Gold, largely seen as a safe-haven asset, traded in positive territory. It rose 0.98% to $1,128 a troy ounce, while silver also soared 2.63% to $15.17 an ounce. Copper, however, declined 0.61% to $2.28 a pound.
In currencies, the euro traded up 0.34% against the U.S. dollar.
Meanwhile, worries over action overseas continued to simmer on Wall Street’s backburner on Wednesday.
Chinese equity markets staged a comeback overnight, ending the session in mostly positive territory. The extreme swings in the market have caused traders to view the situation with caution, signaling instability in the economy there. Elsewhere, Germany was set to vote on whether to approve a third bailout for Greece a day ahead of the nation’s debt repayment deadline.
“It’s the same old story with the eurozone: Germany is balking and Greece is begging,” IG market analyst David Madden wrote in a note. “Without the rescue package, Athens will be in arrears. Greece is in a lose-lose situation; should the bailout be granted, it will split the Syrzia party, but without the package it is facing default.”
European markets were trading to the downside. The Euro Stoxx 50, which tracks large-cap companies in the eurozone, fell 1.88%. The German Dax dropped 2.14%, while the French CAC 40 declined 1.75%, and the UK’s FTSE 100 slipped 1.88%.
Over in Asia, markets capped the session mixed. China’s Shanghai Composite Index rose 1.23%, while Hong Kong’s Hange Seng declined 1.31% and Japan’s Nikkei dropped 1.61.
On the corporate news front, consumer-centric companies continued to report second-quarter earnings results.

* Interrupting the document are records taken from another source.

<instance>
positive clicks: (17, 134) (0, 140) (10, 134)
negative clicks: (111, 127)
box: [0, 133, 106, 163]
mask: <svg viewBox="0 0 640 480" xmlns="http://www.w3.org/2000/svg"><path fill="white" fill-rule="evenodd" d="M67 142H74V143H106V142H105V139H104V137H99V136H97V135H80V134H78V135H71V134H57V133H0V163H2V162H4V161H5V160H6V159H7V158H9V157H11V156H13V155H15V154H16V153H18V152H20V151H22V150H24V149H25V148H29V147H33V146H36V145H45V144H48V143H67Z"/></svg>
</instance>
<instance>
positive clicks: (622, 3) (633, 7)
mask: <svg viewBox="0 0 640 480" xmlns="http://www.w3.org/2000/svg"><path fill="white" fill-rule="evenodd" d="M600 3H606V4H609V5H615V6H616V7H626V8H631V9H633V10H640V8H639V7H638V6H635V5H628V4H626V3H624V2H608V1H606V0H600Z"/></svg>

Target (NYSE:TGT) beat the Street in 2Q, and upped its full-year EPS guidance to $4.60 to $4.75 from an earlier range of $4.50 to $4.65. The company also noted sales at stores open for 12 months or more were in line with expectations, while digital sales increased 30%.
Lowe’s (NYSE:LOW) results were mixed, with a beat on the top line. The company said same-store sales rose 4.3% for the quarter helped by increased sales for items like appliances and outdoor power equipment.
Staples (SPLS) said profit was cut more than in half thanks to a continued decline in store traffic and as it awaits regulatory approval to buy rival Office Depot (ODP) for $6.3 billion. During the second quarter, Staples closed 15 stores in North America, bringing the total number of store closures to 212 since the beginning of last year.